View attachment 306486
Or use the relay and connect the capacitor across the relay coil.
View attachment 306487
My worry and concern about using a diode is that it may burn out due to the amount of power the bulb needs and even though the diode doesn't allow current to go back from one circuit to the other, I believe some sort of small power still makes it through which may cause an issue.
 

sghioto

Joined Dec 31, 2017
5,367
Are the two 12 volt sources connected to a single SPDT switch? If so then this arrangement should work.
1698960250679.png
 
Last edited:

eetech00

Joined Jun 8, 2013
3,814
That is true, my bad. Below is the correct arrangement.
View attachment 306505
Um...That still only delays the drop out of the relay, but doesn't span the transfer time of the contacts.
However....

Maybe you can use a second relay with its contacts in parallel with the existing one. Then connect this relay so when energized, its spans the transfer time of the first relay while it transfers. Like this

1698975316700.png

In the graph (zoomed in)

The first trace show the switch state (1V=N.O. closed, 0v=N.O. open).
The last trace shows the current thru automotive BULB.
 

Attachments

Last edited:

sghioto

Joined Dec 31, 2017
5,367
the time it takes for the armature to break one contact and make with the other.
That's what I figured you meant. The TS mentioned:
possibly have a dedicated common power from the battery which is then switched using the relay
To me that indicated a 3rd 12 volt source which is used to power the bulb and the other two 12 volt sources control the relay coil.
If that is true and not wanting to use diodes than 2 relays would suffice or 1 relay coil controlled by two transistor in parallel to isolate the the 12 volt sources.
1699021518569.png
1699021874898.png
 

Tonyr1084

Joined Sep 24, 2015
7,755
you still did not answer the most important question - how much current does the bulb need.
There are two types of HID commercially available; a 35W and a 55W. In nearly all applications a 35W HID kit provides plenty of light. 55W is just too bright.

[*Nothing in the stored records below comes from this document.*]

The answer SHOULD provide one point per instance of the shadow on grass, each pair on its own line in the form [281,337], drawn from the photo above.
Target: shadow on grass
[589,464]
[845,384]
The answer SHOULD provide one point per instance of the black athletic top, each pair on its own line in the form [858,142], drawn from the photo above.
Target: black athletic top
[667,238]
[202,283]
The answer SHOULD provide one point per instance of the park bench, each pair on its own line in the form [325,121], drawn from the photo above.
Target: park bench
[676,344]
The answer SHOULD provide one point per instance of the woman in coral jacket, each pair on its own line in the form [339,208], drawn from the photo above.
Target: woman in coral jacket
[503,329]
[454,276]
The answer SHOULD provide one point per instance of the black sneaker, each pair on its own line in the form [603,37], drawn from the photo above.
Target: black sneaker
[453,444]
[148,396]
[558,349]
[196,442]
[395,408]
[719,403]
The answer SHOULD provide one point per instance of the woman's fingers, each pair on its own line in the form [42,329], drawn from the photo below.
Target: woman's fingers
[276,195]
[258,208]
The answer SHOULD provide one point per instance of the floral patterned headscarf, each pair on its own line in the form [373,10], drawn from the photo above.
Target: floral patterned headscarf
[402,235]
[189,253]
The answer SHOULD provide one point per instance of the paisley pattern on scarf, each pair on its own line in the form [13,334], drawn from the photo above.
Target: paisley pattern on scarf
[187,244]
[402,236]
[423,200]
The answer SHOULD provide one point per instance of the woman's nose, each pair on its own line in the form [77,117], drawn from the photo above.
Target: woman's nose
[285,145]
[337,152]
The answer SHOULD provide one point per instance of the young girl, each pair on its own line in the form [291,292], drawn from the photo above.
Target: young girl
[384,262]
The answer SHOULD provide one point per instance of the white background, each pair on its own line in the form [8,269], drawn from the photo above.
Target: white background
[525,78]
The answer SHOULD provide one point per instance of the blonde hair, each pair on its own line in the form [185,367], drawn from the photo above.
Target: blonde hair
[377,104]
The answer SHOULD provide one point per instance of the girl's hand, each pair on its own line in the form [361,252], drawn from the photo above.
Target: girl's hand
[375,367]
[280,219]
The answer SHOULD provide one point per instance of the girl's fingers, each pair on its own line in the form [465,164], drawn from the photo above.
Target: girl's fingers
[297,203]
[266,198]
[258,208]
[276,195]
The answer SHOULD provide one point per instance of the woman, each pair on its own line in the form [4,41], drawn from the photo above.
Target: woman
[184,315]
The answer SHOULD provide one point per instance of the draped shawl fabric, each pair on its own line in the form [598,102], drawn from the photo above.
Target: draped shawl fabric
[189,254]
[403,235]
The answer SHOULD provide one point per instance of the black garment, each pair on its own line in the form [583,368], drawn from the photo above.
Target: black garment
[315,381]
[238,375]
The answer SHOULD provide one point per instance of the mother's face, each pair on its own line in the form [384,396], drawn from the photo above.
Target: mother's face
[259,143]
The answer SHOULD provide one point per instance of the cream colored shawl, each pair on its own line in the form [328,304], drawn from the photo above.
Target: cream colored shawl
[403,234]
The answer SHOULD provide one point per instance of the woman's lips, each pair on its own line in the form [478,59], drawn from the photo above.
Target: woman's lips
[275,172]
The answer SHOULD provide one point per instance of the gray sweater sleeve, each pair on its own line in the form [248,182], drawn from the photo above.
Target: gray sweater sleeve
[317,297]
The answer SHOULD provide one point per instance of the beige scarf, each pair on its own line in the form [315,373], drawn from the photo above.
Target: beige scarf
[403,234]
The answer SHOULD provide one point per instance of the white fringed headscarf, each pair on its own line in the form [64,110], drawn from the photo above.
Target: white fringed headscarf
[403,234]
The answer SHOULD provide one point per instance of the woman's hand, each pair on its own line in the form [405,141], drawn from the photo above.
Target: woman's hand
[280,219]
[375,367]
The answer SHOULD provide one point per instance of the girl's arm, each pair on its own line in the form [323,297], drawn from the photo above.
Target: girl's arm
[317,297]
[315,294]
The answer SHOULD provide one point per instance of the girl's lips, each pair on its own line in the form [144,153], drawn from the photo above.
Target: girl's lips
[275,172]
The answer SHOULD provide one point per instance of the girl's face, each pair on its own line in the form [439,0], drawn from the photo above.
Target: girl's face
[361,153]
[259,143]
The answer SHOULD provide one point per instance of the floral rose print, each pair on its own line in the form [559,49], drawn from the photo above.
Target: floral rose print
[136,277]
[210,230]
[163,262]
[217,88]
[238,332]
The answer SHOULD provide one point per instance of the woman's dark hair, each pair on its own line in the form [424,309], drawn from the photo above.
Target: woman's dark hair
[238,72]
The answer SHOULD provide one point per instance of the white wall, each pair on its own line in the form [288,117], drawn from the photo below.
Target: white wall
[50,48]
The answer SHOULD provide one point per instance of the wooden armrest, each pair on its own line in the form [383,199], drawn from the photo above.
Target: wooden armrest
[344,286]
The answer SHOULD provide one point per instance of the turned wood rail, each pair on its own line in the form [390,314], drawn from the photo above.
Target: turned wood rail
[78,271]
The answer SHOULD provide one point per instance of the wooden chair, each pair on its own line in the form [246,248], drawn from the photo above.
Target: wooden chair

35W ÷ 13.8V = 2.5A (2536mA)
55W ÷ 13.8V = 4A (3986mA)

How much current the bulb takes is irrelevant because HID is powered via a ballast. Since the kits are rated at 35 and 55 watts, I'd assume that's how much power each kit draws.

The probable reason for wanting to eliminate the switchover time is due to how HID starts. On a cold start they flash bright for an instant of time then drop to a dim level. Over the course of just a few seconds they reach full brightness. Switching between one source and the other might - and I stress "Might" - cause the lamp to extinguish and relight.

I don't think the solution is in managing the switching but rather carrying the ballast through the switchover phase. That means adding a capacitance to the input of the ballast itself. Even if there's a brief dropout the capacitor can hold the ballast powered long enough and at a high enough current to prevent dropout and refiring of the lamp.

What I don't understand is if this is in an automotive application why you're switching sources. If you're using it in a non-conventional situation I can understand the desire to switch without the dropout of the light. So as proposed, two diodes should do. Forget relays. They have just as long an interruption between switching as a toggle switch has. Though I've never tried it, I think there's a chance the ballast will be able to handle the brief switchover without having to refire the lamp. Only way to tell is to try it. Since you're asking I'm assuming you HAVE tried it and don't like the time it takes to refire the lamp. A little more clarity on the subject will help us find you the best solution possible.